Nulla dies sine linea

26 septiembre 2013

Desayunos



Como cada mañana él entró en la cafetería de costumbre, se sentó en el taburete, se arregló la camisa con los movimientos habituales y buscó con la mirada, aún cansada y somnolienta, al joven camarero al que con un gesto de la cabeza le indicó que tomaría lo de siempre.
Y como cada mañana ella también estaba allí, en una de las mesas del fondo, sola, revisando la prensa del día y tomando un café con leche y unas tostadas.
De vez en cuando alzaba la mirada, y la paseaba indiferente por el local, para volver a ensimismarse en su lectura. A él le gustaba cuando, después de un sorbo de la taza, rozaba levemente la punta de la lengua por entre los labios, y luego se los secaba con la servilleta.
La había visto durante todas las mañanas, mientras él tomaba una cerveza o un café con un croissant. Y de entre todos los clientes del local, y también de afuera, del trajín de idas y venidas en la hora punta en que bulle Madrid, aquella era la mejor visión para empezar el día. La más serena y la más bella.
Trataba de disimular su admiración, y mirarla en la clandestinidad, aunque a veces le asaltaba un cupable sentimiento de vouyer escondido.
La mujer tenía los pómulos pronunciados, el contorno de los labios ligeramente marcado, maquillada de manera sobria, sin abusar de los condimentos, dejando su melena negra caer sobre los hombros u otros días recogida en una coleta, y repasaba las líneas con unos profundos ojos oscuros, que quién sabe qué insoslayables secretos guardaban. Las manos eran pequeñas y delicadas, y sostenían la taza con sumo cuidado.
Había aprendido a memorizar esa rutina. De entre todos los locales y cafeterías, ella elegía ése, y desde que la vio el primer día, siempre repitió el ritual, el mismo bar, la misma hora, el mismo café caliente y la misma servilleta limpiando su boquita en forma de corazón, que parecían insinuar sugerentes movimientos, algo que habitaba en su cabeza.
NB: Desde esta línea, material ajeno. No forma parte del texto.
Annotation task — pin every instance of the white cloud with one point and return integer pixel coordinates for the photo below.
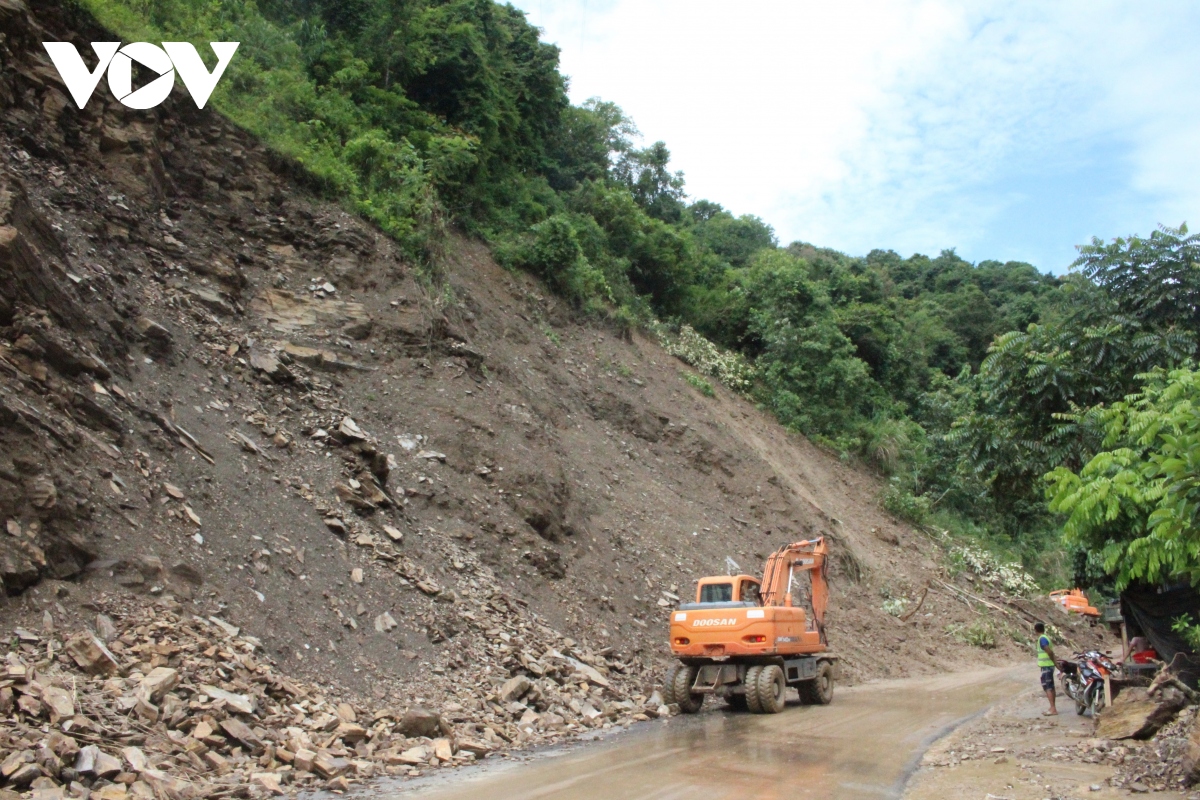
(1011, 131)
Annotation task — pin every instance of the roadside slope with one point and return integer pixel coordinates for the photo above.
(221, 396)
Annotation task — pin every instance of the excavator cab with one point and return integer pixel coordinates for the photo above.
(727, 590)
(747, 639)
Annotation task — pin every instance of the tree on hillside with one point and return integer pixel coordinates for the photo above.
(657, 188)
(1155, 281)
(1035, 384)
(1137, 503)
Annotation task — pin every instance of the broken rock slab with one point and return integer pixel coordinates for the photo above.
(1135, 715)
(91, 655)
(239, 703)
(424, 722)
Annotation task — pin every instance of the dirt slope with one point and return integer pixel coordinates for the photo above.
(220, 390)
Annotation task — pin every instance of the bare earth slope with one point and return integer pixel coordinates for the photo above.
(223, 397)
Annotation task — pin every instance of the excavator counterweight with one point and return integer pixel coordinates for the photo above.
(747, 639)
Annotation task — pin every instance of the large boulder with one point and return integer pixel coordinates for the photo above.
(1134, 714)
(423, 722)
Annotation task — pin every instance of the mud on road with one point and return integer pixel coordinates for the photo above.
(867, 744)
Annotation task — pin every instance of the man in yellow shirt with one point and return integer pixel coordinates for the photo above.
(1047, 662)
Ella se percataba de que otros clientes la miraban, discretamente, entre curiosos y fascinados, y eso le hacía sonreír interiormente. Una mujer así estaba tranquilamente al margen de aquello. Tal vez, en otras circunstancias, a otra hora del día (de la noche) y en otro tipo de local, hubiera recibido comentarios impertinentes y burdos intentos de ligoteo por los machos alfas de la madrugada. No era ya una jovencita, pero conservaba esa femenidad de las mujeres entradas en la treintena que han aprendido a llevarse razonablemente bien con la vida, y tiene en esa década el apogeo de su belleza, su madurez serena y su sexualidad.

Casi exactamente a la misma hora de siempre, él terminó su desayuno y pagó, dejando una pequeña propina al camarero, y se dirigía a la puerta de la cafetería; no sin antes echar una última ojeada a la mujer, que seguía a lo suyo.
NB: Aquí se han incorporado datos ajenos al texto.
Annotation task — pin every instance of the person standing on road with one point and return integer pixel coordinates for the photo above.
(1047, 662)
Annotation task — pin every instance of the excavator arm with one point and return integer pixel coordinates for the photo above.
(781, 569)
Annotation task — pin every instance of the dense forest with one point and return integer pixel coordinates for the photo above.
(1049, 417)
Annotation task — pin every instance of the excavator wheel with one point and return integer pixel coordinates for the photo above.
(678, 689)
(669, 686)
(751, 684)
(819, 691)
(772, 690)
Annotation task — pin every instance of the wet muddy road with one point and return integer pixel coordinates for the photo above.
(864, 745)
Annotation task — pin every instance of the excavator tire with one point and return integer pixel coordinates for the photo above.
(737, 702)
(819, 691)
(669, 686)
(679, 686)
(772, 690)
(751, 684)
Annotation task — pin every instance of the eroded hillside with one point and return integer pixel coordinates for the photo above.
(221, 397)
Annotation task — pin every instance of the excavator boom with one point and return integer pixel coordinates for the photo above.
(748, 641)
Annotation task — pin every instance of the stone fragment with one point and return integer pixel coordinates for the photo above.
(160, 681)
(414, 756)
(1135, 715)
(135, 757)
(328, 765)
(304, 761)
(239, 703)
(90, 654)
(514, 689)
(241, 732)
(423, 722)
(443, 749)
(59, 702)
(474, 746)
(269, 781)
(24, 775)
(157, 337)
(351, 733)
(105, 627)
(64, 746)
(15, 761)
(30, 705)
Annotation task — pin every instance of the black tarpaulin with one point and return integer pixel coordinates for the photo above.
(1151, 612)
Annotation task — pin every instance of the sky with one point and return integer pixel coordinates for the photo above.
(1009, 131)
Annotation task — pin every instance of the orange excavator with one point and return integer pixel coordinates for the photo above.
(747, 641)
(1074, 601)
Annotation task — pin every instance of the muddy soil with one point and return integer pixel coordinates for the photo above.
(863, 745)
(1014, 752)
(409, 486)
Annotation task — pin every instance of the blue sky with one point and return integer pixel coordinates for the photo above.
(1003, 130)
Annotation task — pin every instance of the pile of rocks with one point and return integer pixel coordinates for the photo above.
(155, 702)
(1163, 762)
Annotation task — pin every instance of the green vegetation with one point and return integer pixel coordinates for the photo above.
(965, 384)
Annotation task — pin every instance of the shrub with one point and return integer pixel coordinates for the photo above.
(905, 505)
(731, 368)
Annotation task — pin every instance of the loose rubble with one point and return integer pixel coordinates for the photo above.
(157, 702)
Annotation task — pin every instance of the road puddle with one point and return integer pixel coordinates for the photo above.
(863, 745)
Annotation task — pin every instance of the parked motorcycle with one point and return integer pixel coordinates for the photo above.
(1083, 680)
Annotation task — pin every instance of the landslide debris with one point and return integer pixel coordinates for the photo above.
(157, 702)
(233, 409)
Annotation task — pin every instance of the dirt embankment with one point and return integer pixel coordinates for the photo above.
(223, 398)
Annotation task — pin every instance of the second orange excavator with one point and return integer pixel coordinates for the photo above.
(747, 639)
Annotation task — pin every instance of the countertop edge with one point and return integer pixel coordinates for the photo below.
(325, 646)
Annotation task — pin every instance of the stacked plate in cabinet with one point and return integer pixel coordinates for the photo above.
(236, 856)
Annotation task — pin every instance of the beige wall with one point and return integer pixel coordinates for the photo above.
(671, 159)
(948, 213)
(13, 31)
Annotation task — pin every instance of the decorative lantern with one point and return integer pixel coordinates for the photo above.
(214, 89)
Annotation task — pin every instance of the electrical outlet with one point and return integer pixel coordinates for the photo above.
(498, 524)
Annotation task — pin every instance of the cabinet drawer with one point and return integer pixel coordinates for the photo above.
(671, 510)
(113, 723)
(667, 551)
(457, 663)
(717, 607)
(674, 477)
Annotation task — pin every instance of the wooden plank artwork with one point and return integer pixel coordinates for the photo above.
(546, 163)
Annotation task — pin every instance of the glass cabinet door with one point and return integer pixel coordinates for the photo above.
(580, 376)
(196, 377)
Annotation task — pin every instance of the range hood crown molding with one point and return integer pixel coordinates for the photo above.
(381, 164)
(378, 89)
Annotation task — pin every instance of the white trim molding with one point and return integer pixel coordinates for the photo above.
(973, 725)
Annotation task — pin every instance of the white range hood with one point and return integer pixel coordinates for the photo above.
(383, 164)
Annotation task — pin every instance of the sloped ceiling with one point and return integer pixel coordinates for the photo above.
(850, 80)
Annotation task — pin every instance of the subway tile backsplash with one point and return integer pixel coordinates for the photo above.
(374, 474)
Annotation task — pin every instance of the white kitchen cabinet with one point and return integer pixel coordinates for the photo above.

Y se sentía reconfortado por dentro. Hacía sólo unos minutos que la había dejado sobre las sábanas, como cada noche. Estar ahí, sabiendo que era suya, le proporcionaba una extraña satisfacción. Había seguido ese ritual desde un primer día que jugaron a no saludarse, y desde entonces así habia sido, ignorándose, como un acuerdo tácito. Y al llegar la tarde la arremetía con ansia desnudándose mutuamente con juvenil frenesí, renovando cada día la pasión de aquella unión.
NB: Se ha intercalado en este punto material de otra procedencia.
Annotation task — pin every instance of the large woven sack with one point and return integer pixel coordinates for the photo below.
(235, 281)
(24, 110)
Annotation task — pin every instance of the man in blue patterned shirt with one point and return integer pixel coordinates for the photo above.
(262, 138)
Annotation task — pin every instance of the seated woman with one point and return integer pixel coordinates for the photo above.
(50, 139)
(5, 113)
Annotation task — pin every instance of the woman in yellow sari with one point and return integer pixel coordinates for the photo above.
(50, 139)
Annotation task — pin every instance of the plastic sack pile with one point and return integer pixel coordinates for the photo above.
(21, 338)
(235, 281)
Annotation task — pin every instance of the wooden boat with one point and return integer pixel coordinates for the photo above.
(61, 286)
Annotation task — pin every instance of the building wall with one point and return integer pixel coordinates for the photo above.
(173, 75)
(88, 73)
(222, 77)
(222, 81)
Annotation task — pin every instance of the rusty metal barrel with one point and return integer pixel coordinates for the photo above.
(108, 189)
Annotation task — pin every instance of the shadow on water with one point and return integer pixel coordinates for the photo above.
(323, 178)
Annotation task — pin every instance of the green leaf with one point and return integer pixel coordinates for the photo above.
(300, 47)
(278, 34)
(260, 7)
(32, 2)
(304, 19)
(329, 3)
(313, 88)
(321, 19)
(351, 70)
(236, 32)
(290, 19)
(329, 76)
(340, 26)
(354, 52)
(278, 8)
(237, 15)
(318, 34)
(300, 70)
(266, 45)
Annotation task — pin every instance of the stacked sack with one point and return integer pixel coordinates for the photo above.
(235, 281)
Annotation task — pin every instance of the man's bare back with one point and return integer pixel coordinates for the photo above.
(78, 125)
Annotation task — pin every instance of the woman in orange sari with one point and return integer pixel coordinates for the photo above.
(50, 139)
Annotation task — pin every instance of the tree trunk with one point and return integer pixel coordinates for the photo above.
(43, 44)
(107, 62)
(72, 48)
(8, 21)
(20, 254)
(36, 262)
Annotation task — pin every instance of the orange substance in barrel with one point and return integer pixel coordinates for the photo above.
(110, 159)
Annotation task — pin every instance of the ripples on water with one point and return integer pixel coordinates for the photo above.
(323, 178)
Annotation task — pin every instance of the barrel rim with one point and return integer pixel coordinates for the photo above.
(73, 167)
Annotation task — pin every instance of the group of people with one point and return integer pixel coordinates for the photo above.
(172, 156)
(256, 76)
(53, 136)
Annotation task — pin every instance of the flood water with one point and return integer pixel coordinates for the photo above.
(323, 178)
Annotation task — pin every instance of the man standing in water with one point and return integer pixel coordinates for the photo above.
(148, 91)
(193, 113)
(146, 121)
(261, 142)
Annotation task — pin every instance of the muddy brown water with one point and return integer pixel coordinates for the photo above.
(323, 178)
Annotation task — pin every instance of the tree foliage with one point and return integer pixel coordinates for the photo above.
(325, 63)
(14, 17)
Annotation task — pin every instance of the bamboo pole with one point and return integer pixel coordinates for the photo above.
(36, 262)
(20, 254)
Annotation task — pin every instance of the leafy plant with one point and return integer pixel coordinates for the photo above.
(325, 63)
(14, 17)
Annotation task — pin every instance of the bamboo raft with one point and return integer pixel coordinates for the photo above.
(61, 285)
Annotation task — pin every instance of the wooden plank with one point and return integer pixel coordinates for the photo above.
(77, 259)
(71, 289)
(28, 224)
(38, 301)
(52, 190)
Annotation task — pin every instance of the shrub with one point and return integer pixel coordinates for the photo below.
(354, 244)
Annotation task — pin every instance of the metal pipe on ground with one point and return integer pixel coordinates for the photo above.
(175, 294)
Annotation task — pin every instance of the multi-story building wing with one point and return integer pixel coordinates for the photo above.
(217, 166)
Y mientras daba la espalda al bar y salía al tráfico de la ciudad, pensaba que cosas así justificaban los errores del pasado, las traiciones, los pasos en falso. Justificaban incluso una existencia, y entonces pensaba que tal vez Bukowski no tenía razón, y ese viejo borracho estaba equivocado; pues era probable que la vida no girara sobre un eje podrido.